Revenue: AbbVie experienced another year of financial success, seeing their net revenues at $28.2 billion, up around 10.1%, not including their favorable impacted from foreign exchange. This is heavily attributed to 2017 global Humira sales, which were $18.4 billion, reflecting operational growth of 14.4%. This drug remains the market leader across the large range of therapeutic indications, reflecting its strong position with physicians and strong commercial execution. It is expected to see steady gains up until 2023, which is when its patent expires. Global Imbruvica revenues were also up to $708 million in the most recent quarter, seeing a 39% growth compared with the same period a year ago. Its 2017 sales were $2.6 billion, which was driven by continued uptake in the CLL market. With new drugs entering their pipeline every year, there is no indication that this growth in global sales will taper any time within the next few years.

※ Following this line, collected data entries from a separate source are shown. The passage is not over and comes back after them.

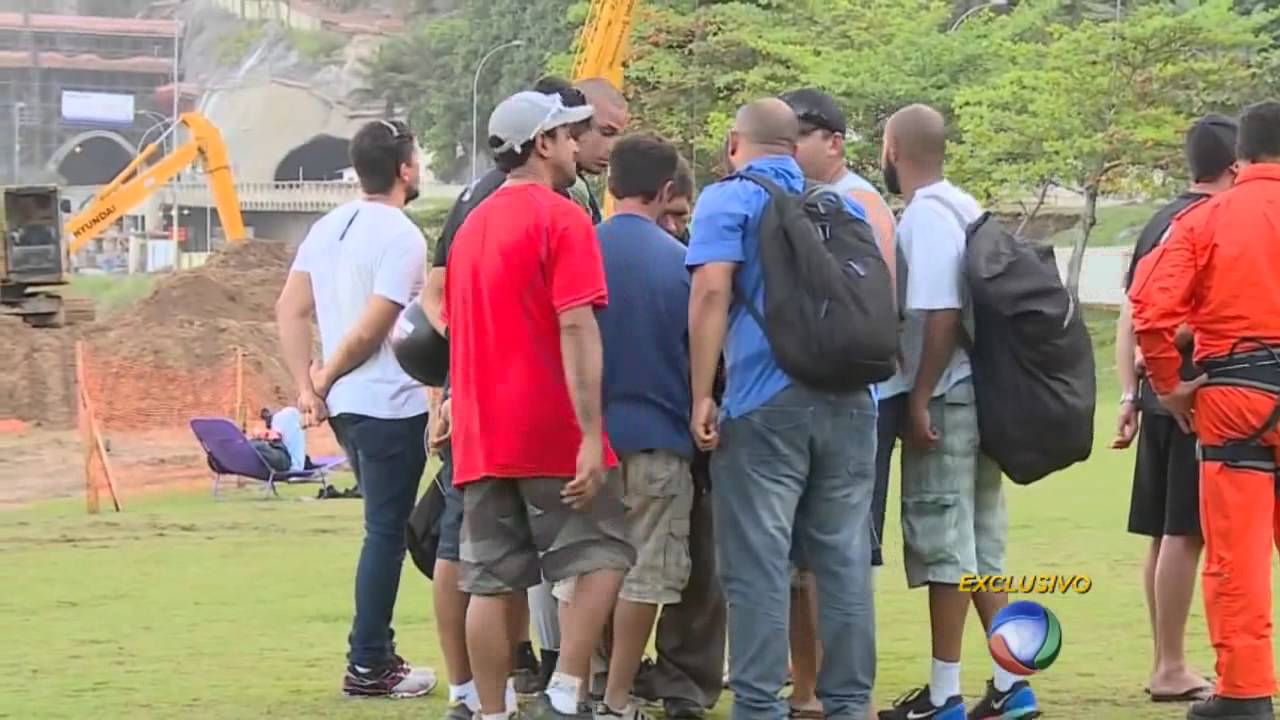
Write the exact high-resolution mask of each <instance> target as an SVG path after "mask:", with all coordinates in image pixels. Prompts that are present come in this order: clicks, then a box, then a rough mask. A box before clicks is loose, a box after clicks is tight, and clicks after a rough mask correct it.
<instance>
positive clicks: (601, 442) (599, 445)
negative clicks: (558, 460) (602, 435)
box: [561, 433, 604, 510]
mask: <svg viewBox="0 0 1280 720" xmlns="http://www.w3.org/2000/svg"><path fill="white" fill-rule="evenodd" d="M602 484H604V442H603V441H602V439H600V434H599V433H590V434H584V436H582V443H581V445H579V446H577V474H575V475H573V479H572V480H570V482H568V483H567V484H566V486H564V489H563V491H561V500H563V501H564V505H568V506H570V507H572V509H573V510H585V509H586V506H588V505H589V503H590V502H591V498H593V497H595V493H596V492H599V491H600V486H602Z"/></svg>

Research & Development: R&D expenses in 2017 increased from the prior year, primarily due to increased funding to support the company's emerging mid- and late-stage pipeline assets as well as an increase in development milestones of $63 million. These were partially offset by a decrease in acquisition costs of $135 million. As AbbVie increases their partnership with other companies to develop more advanced drugs in their pipeline, they look to increase their R&D to provide more advanced work while their partner, such as the recent collaboration with Voyager Therapeutics, will handle the development of the potential drugs through proof-of-concept. Their pipeline currently includes more than 60 compounds or indications in clinical development, and 30 of them are in mid-and late-stage development.

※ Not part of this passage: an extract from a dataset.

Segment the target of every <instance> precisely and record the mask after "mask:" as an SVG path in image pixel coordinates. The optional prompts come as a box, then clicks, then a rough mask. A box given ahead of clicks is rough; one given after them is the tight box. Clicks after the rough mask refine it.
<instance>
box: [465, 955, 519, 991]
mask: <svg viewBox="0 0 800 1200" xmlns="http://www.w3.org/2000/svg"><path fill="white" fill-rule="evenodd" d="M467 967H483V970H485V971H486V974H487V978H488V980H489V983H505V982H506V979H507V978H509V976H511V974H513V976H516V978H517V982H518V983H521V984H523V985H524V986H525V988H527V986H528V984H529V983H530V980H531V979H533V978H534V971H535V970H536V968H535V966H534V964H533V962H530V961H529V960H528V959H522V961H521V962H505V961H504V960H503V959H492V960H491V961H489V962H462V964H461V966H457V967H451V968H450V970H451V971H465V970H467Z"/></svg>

Operating Margins: One of the main goals of the organization is to drive continued expansion of operating margins and expects to achieve this through continued leverage from revenue growth, the reduction of Humira royalty expenses, productivity initiatives in their supply chain, and continued efficiency programs to optimize manufacturing and general corporate expenses. Management is forecasting an operating margin of approximately 44% for 2018, roughly 150 basis points higher than 2017, inclusive of the incremental investments for AbbVie's upcoming product launches.
SG&A: Management expects SG&A to be just over 20% of sales. In 2018, they will be investing in order to maximize their sales potential of products launching in the next two years. This includes incremental spending related to the launch of elagolix and endometriosis. They are also going to be investing in immunology and oncology and hope to see launches in 2019. Although they have all these investments, we anticipate SG&A to decline as a percentage of sales due to their rapidly growing topline.